When the British were finally expelled from India in 1947, driven out of a country scarred by decades of imperialist rule, they left at least one parting gift: a linguistic legacy that has formed a crucial ingredient in the country’s economic miracle.

English proficiency is hailed as an invaluable foundation in India’s rise to the top of the world’s information technology and knowledge outsourcing industries, fuelling the country’s rapid growth with billions of dollars of business every year and streams of overseas investments into global IT centres such as Bangalore.

Nine-year-old Chinese pupil, Sun Minyi, listens to his teacher during a special English class at Chongming county, north of Shanghai July 12, 2002. REUTERS/Claro Cortes IV

But, as Asian rival China surpasses India’s English proficiency rates for the first time, that advantage over other developing economies looks to have been squandered.

China was ranked one place above India in Education First’s 2011 English Proficiency Index, released last month, the first time India has been beaten by its neighbour and fellow BRIC economy in the international rankings of foreign countries English-speaking abilities.

“It appears that China is poised to surpass India in the number of English speakers in the coming years, if it has not already done so,” the report said.

The implications for India’s future IT and outsourcing prospects aren’t difficult to calculate.

“For the past six decades, India has been coasting on its colonial legacy when it comes to English. But without the systemic changes needed to ensure greater penetration of the language, the advantage has been shrinking,” the Times of India, India’s biggest-selling English newspaper, wrote in an editorial on Tuesday.

As Chinese authorities ramp up English teaching in schools across the country, looking to tap into a growing international outsourcing and IT market, India’s public education sector has been criticised for poor facilities, falling standards and a lack of government support.

“More than ever, English holds aspirational value for the average Indian who views it as a ticket to economic betterment. But on the supply side, both the central and state governments have been sadly lacking,” the editorial added.

“It is time they woke up to this particular side effect of the Indian public education system’s moribund state. There are economic consequences in the offing. India’s far behind China in manufacturing, it could be bested as a services provider as well.”

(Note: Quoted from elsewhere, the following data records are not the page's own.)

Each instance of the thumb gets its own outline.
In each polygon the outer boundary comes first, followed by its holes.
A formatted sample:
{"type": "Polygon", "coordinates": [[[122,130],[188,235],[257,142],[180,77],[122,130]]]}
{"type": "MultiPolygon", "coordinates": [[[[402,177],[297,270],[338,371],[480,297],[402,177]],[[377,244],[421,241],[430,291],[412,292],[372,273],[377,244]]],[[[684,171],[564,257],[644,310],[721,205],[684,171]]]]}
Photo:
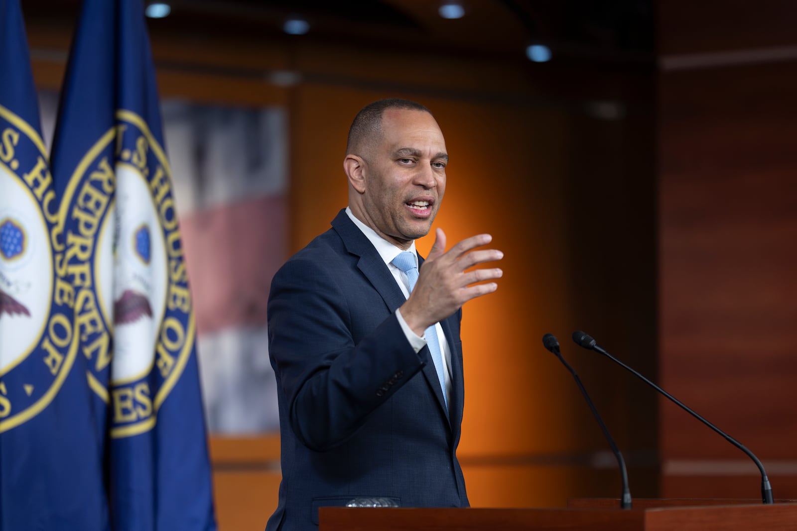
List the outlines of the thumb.
{"type": "Polygon", "coordinates": [[[438,258],[446,252],[446,232],[443,232],[442,228],[437,228],[434,231],[434,244],[432,245],[431,250],[429,252],[429,256],[426,256],[427,260],[433,260],[438,258]]]}

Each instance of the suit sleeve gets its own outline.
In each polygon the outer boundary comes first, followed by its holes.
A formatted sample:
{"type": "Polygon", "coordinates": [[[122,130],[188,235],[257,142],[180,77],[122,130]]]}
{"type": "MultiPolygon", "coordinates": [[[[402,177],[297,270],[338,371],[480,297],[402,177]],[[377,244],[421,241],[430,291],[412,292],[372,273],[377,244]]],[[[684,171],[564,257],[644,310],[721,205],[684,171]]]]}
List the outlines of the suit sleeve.
{"type": "Polygon", "coordinates": [[[351,436],[426,365],[395,312],[355,342],[351,320],[369,310],[351,308],[355,299],[310,260],[289,261],[272,282],[269,353],[291,428],[319,451],[351,436]]]}

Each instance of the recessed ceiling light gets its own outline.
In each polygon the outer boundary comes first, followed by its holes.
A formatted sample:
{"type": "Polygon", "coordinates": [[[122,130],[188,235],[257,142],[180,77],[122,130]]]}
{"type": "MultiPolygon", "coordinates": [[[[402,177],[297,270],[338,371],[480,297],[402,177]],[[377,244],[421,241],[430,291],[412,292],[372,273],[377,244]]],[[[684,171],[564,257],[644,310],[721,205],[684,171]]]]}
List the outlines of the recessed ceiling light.
{"type": "Polygon", "coordinates": [[[526,57],[535,63],[551,61],[551,49],[544,45],[532,45],[526,49],[526,57]]]}
{"type": "Polygon", "coordinates": [[[144,11],[144,14],[150,18],[163,18],[168,17],[170,13],[171,13],[171,6],[163,2],[150,4],[144,11]]]}
{"type": "Polygon", "coordinates": [[[304,35],[310,30],[310,25],[301,18],[289,18],[282,25],[282,30],[289,35],[304,35]]]}
{"type": "Polygon", "coordinates": [[[465,8],[458,2],[446,2],[440,6],[438,13],[443,18],[461,18],[465,16],[465,8]]]}

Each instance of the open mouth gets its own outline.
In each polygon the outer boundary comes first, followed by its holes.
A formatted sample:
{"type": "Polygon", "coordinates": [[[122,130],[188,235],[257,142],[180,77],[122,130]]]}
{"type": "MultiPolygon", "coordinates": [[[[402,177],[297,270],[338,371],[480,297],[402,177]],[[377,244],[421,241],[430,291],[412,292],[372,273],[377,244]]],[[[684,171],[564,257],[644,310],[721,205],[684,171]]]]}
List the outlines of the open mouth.
{"type": "Polygon", "coordinates": [[[413,210],[418,210],[421,212],[431,210],[432,205],[428,201],[411,201],[406,205],[412,209],[413,210]]]}

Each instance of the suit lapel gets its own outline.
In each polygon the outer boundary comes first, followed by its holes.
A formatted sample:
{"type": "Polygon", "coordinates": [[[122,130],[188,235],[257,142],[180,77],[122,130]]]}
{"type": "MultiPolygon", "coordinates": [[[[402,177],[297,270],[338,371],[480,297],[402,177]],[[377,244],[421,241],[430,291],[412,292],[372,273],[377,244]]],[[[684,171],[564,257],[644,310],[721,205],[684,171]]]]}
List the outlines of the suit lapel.
{"type": "Polygon", "coordinates": [[[451,330],[450,322],[452,319],[458,319],[459,312],[457,311],[447,319],[440,322],[440,326],[443,328],[443,334],[446,334],[446,342],[449,346],[449,352],[451,353],[451,399],[449,402],[449,422],[454,428],[454,445],[459,438],[459,426],[462,422],[462,404],[465,401],[465,379],[463,378],[462,358],[459,352],[454,348],[453,330],[451,330]]]}
{"type": "MultiPolygon", "coordinates": [[[[340,236],[340,239],[346,247],[346,250],[355,256],[359,256],[357,268],[362,271],[363,275],[368,279],[374,289],[382,296],[387,308],[392,313],[402,304],[406,302],[404,294],[396,283],[395,278],[391,273],[387,266],[379,256],[379,253],[374,248],[373,244],[363,234],[363,232],[357,228],[357,225],[349,219],[346,210],[341,210],[332,220],[332,227],[340,236]]],[[[418,265],[423,263],[423,259],[418,256],[418,265]]],[[[446,331],[446,325],[441,323],[446,332],[446,338],[451,349],[452,357],[455,352],[451,345],[450,331],[446,331]]],[[[437,397],[438,404],[440,407],[443,416],[446,419],[450,428],[451,419],[446,416],[446,403],[443,401],[442,390],[440,388],[440,382],[438,381],[438,373],[434,369],[434,361],[432,361],[432,355],[429,352],[429,347],[425,346],[421,349],[420,353],[426,360],[421,373],[426,379],[426,383],[437,397]]],[[[461,372],[461,371],[460,371],[461,372]]]]}

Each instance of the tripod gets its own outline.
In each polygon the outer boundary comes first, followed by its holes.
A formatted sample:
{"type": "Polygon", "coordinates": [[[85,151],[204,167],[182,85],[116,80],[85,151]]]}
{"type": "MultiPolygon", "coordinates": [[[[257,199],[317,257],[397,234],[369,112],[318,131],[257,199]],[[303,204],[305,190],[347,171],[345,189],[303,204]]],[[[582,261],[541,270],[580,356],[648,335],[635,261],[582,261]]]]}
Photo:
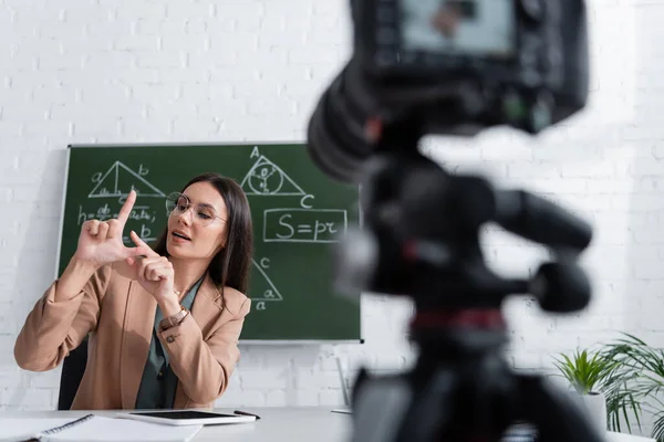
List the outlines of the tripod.
{"type": "Polygon", "coordinates": [[[558,313],[588,304],[590,285],[574,261],[590,243],[590,227],[531,193],[447,173],[418,154],[417,134],[384,134],[363,181],[364,231],[342,242],[336,259],[341,290],[406,295],[416,307],[416,365],[391,376],[360,371],[352,440],[492,442],[528,422],[540,442],[602,441],[579,404],[539,375],[513,372],[500,354],[508,295],[535,296],[558,313]],[[560,261],[530,280],[495,274],[479,245],[486,222],[547,245],[560,261]],[[363,266],[359,255],[373,260],[363,266]]]}

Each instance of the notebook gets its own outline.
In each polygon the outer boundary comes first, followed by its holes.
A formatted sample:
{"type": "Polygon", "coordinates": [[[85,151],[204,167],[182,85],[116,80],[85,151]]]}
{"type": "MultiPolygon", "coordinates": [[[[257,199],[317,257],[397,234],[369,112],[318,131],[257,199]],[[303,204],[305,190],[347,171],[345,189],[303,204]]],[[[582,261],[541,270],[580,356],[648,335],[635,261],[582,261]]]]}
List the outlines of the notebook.
{"type": "Polygon", "coordinates": [[[75,420],[0,418],[0,442],[188,442],[201,428],[174,428],[95,414],[75,420]]]}

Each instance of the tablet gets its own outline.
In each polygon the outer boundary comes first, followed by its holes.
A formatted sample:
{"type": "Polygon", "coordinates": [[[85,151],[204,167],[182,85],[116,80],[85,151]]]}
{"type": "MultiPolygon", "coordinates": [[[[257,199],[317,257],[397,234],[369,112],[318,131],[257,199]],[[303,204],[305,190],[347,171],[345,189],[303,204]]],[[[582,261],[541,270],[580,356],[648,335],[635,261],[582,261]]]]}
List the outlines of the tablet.
{"type": "Polygon", "coordinates": [[[166,425],[215,425],[253,422],[256,420],[256,415],[224,414],[197,410],[132,411],[118,413],[117,417],[166,425]]]}

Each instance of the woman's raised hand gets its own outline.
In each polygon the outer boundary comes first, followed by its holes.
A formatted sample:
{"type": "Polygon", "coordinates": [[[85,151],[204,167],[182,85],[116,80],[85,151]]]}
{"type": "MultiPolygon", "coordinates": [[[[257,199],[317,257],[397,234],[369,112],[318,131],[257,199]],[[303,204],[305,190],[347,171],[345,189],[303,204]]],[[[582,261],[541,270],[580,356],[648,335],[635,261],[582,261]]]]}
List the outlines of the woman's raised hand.
{"type": "Polygon", "coordinates": [[[125,224],[135,202],[136,192],[132,190],[120,209],[117,219],[85,221],[79,236],[75,257],[101,267],[128,257],[148,255],[152,249],[147,244],[142,243],[139,246],[127,248],[122,241],[125,224]]]}

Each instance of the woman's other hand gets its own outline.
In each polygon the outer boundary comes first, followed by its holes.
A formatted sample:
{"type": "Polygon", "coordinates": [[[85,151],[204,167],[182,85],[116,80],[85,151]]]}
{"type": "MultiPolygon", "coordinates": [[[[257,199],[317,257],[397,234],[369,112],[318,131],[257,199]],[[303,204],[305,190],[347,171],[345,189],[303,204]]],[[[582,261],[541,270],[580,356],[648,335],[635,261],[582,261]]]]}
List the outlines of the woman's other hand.
{"type": "Polygon", "coordinates": [[[136,192],[132,190],[122,209],[120,209],[117,219],[85,221],[81,228],[79,245],[74,256],[82,262],[101,267],[128,257],[146,255],[148,251],[152,252],[152,249],[144,242],[141,246],[127,248],[122,241],[125,224],[135,202],[136,192]]]}

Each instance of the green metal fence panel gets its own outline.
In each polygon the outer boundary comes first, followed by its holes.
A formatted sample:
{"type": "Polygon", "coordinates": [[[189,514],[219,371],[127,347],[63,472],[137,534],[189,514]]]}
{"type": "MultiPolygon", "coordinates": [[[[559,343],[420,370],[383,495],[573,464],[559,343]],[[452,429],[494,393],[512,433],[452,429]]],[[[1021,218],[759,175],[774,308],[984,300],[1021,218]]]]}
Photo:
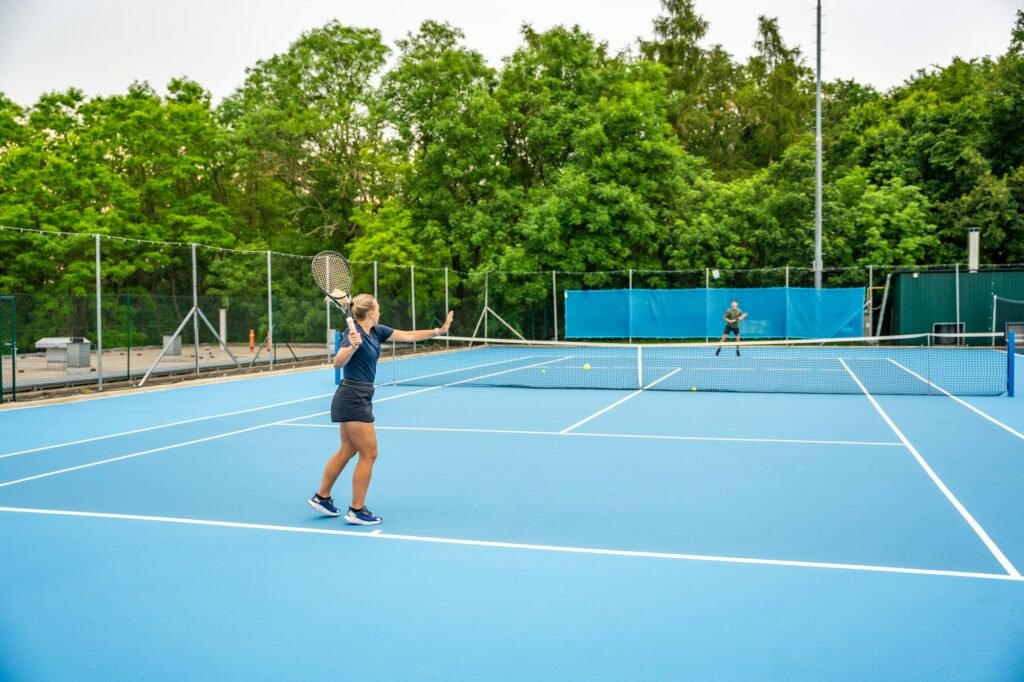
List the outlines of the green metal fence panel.
{"type": "Polygon", "coordinates": [[[892,333],[931,333],[936,324],[957,321],[965,332],[991,332],[994,295],[1024,300],[1024,269],[896,272],[892,333]]]}

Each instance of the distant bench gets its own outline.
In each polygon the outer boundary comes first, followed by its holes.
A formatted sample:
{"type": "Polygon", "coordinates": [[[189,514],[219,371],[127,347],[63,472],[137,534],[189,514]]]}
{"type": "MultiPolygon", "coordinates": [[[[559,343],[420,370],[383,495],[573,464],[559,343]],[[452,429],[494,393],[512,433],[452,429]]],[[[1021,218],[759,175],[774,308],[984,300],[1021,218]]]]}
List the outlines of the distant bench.
{"type": "Polygon", "coordinates": [[[36,350],[46,351],[46,367],[90,367],[92,342],[81,336],[48,336],[36,341],[36,350]]]}

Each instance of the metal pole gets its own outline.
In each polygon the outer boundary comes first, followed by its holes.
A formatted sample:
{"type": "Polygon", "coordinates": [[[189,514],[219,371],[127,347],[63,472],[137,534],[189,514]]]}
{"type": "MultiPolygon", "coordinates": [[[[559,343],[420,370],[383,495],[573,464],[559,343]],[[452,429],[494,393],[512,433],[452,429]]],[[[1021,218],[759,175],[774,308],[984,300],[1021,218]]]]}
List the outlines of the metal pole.
{"type": "MultiPolygon", "coordinates": [[[[959,263],[956,263],[953,274],[956,278],[956,333],[959,334],[959,263]]],[[[956,339],[956,345],[959,345],[959,337],[956,339]]]]}
{"type": "Polygon", "coordinates": [[[267,359],[270,369],[273,369],[273,356],[276,353],[273,347],[273,288],[270,276],[270,252],[266,252],[266,343],[269,347],[267,359]]]}
{"type": "MultiPolygon", "coordinates": [[[[409,266],[409,291],[412,298],[413,331],[416,331],[416,265],[409,266]]],[[[416,350],[416,341],[413,341],[413,350],[416,350]]]]}
{"type": "Polygon", "coordinates": [[[196,376],[199,376],[199,270],[196,267],[196,244],[193,243],[193,335],[196,342],[196,376]]]}
{"type": "Polygon", "coordinates": [[[558,274],[551,270],[551,310],[554,313],[555,341],[558,340],[558,274]]]}
{"type": "Polygon", "coordinates": [[[630,268],[630,290],[629,290],[629,297],[630,297],[630,307],[629,307],[629,313],[630,314],[629,314],[629,323],[628,323],[629,326],[630,326],[630,329],[629,329],[629,334],[630,334],[629,341],[630,341],[630,343],[633,343],[633,268],[632,267],[630,268]]]}
{"type": "Polygon", "coordinates": [[[126,294],[125,297],[128,299],[125,305],[125,326],[128,328],[128,352],[125,353],[128,366],[125,369],[125,379],[131,381],[131,294],[126,294]]]}
{"type": "Polygon", "coordinates": [[[10,299],[10,400],[17,402],[17,316],[14,314],[14,302],[10,299]]]}
{"type": "Polygon", "coordinates": [[[874,266],[867,266],[867,336],[874,329],[874,266]]]}
{"type": "Polygon", "coordinates": [[[814,84],[814,288],[821,289],[821,0],[818,0],[817,16],[817,74],[814,84]]]}
{"type": "Polygon", "coordinates": [[[708,308],[711,307],[711,268],[705,268],[705,343],[711,341],[711,331],[708,327],[708,308]]]}
{"type": "Polygon", "coordinates": [[[96,377],[99,379],[99,390],[103,390],[103,296],[102,285],[99,283],[101,270],[99,265],[99,235],[96,239],[96,377]]]}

Malaysia, which has mimicked India’s use of English as a language used by no-one and used by all, tops the Asian region for proficiency, and was placed ninth globally in the rankings, assessed using hundreds of thousands of tests conducted across participating countries.

Writes Education First: “To the extent that China is increasingly driving much of the regional economy, its ability to communicate in English will pressure all of its neighbors to keep pace.”

Having blown its headstart, and in failing to meet the Chinese challenge, India now appears to be playing catch up.